Launching the project was not without its own challenges: lack of experience in the field, and being young, confronted Brodie as she began the project. She knew the idea was sound, but started with a small pilot project to test the approach, before building an entire non-profit and investing in a cafe. The small pilot not only confirmed that her idea could work, it was an important step in demonstrating the value and return on investment for the foundations and donors that support Emma’s Torch.

Brodie provides post-employment supports for her students, working with the employing restaurants as needed. Emma’s Torch also partners with resettlement and advocacy organizations. They help refer potential students and are available to support the students if needed during their training.

This lean start-up approach – “try, learn, adjust, try” –  is not entirely common to non-profit culture. Brodie shows how it can work effectively to support refugees. Her research, industry connections and commitment to provide meaningful training-to-work opportunities results in an environment where students are set up for success. The employment success of each student is a testament to the quality of his or her training and thoughtfulness of Brodie’s approach.

With a great launch and solid industry connections, in May 2018 Brodie and the team moved from their brunch pop-up in Red Hook to a fully operational restaurant in Carroll Gardens and ramped up operations to graduate at least 40 students a year.

Success means changing lives

As Emma’s Torch builds to have an impact on meeting New York’s restaurant industry labour demands, the impact on refugees is immediate.

The only constant for refugees is change. When they start to settle, there are many firsts. Their lives are precarious, sometimes living in homeless shelters. Employment brings stability. After training at Emma’s Torch, students are moving out of homeless shelters into more stable housing. Some graduates have gotten promotions already in their restaurants.

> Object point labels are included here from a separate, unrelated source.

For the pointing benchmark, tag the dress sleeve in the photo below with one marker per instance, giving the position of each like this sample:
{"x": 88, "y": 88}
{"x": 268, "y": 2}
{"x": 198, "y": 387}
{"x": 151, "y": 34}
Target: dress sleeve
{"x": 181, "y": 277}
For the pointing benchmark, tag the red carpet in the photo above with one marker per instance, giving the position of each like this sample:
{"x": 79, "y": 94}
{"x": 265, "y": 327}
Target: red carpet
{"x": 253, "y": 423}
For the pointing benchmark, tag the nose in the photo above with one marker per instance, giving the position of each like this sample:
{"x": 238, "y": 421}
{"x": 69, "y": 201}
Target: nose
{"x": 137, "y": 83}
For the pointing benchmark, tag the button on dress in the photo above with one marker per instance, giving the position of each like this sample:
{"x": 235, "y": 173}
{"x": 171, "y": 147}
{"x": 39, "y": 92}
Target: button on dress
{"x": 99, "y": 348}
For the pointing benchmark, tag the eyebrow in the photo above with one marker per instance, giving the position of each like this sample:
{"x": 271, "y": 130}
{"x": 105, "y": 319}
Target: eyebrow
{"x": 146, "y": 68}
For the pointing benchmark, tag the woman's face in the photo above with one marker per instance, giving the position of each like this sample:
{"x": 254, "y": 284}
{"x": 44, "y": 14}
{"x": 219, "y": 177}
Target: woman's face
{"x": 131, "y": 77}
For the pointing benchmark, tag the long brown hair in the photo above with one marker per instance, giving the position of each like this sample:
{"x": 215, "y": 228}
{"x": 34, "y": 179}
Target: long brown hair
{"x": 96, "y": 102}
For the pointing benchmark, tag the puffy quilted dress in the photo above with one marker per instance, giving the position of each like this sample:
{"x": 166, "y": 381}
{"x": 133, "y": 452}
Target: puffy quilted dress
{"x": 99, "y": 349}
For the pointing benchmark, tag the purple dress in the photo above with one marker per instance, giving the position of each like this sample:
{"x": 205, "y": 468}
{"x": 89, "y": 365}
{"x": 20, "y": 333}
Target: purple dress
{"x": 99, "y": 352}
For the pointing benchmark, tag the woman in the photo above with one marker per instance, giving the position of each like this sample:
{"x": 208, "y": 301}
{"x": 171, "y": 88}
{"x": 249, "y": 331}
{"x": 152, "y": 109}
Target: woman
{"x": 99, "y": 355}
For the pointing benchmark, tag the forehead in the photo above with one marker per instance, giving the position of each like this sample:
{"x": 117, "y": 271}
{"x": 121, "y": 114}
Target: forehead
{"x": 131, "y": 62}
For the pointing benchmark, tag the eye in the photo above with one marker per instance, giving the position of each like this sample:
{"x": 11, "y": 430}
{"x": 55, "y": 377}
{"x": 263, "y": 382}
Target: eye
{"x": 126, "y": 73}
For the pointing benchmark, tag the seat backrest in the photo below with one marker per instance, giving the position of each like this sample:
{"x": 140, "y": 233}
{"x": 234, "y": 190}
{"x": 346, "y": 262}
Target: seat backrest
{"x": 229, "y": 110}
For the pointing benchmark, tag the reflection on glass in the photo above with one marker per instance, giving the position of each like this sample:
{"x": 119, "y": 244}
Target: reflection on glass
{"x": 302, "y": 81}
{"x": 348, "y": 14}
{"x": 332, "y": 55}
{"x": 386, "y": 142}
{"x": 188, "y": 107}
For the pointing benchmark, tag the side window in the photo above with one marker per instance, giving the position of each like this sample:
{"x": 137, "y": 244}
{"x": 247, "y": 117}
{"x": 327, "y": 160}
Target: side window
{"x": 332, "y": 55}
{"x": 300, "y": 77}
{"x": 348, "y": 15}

Employment means decreased isolation, as they make connections with co-workers and build their social networks. One graduate is now able to save money to take night courses, building new hopes and dreams that seemed beyond her when she first started the program. Brodie says it’s exciting to hear them talk about their future like anyone else does, with joy and ambition.

The future for Emma’s Torch is growth and replication. Brodie sees the program being easily replicated in other cities in the near future. Like Gijs Corstens of Hack Your Future, Brodie says it is important to help refugees build skills to lead to long term employment. She’s not interested in tokenizing refugees, asking, “we love to have a meal cooked for us by a refugee, but how do we ensure that they have a sustainable salary?” She says it’s important to think through how can you be sure of the long-term impact you can have.

Emma’s Torch is building new careers, transforming the lives of refugees and meeting local labour market demand. There’s no doubt the next moves for Emma’s Torch will be well thought out and planned with the most impact possible on refugees and their communities. Emma Lazarus would be proud.

Making it Work for You:

  • Passion and a desire to help can overcome lack of experience when building a new social enterprise. Being ambitious is as important as being collaborative when building a new idea.
  • Start small, learn from your experiment. Brodie took a small idea, tested it and refined it before investing deeply. When it was ready, others were ready to invest in it as well.
  • Build relationships. Having a market for your clients is essential to their long term success. Those partners will also help to ensure that your program meets their needs, and you’ll become an important part of their HR supply chain.
  • Supports for your clients are essential. Paid internships or work placements are desirable, to show both your clients and partners that the venture is serious about making change in the lives of refugees.